Cost-Effectiveness and Necessity of Zero Consumption Tax on Food & Beverage Products and Uniform 5% Consumption Tax
Instead of consumption tax cuts, introduction of tax credits with benefits should be promoted.
January 28, 2026
Summary
◆Estimates of the impact on household budgets from the Liberal Democratic Party's proposal to eliminate consumption tax on food & beverage products versus some opposition parties calling for a uniform reduction to a 5% consumption tax rate show the former would reduce household expenses by 88,000 yen annually, while the latter would reduce them by 281,000 yen. The effect on stimulating personal consumption would be about 0.5 tril yen (with a GDP boost effect of 0.3 tril yen) for the former, and about 1.5–4.6 tril yen (with a GDP boost effect of 1.1–3.2 tril yen) for the latter. For either measure, a large portion of the fiscal expenditure would go to households with less need for support, and the economic effect is seen as small relative to the required funding of about 5–15 tril yen annually.
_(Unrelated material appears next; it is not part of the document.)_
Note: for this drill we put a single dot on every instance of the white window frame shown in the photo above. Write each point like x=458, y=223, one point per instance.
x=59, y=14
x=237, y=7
◆According to the government forecast approved by the Cabinet under the Sanae Takaichi administration, the consumer price index for fiscal year 2026 is projected to slow to a y/y increase of 1.9%. Considering the implementation of measures such as raising the basic deduction, there is no need to implement additional consumption tax cuts as countermeasures against rising prices. Even if the zero-consumption tax on food and beverages is implemented as a measure with a two-year time-limit going forward, it should end as scheduled without extension. The government should actively advance the design of a system for introducing a tax credit with benefits through the National Council.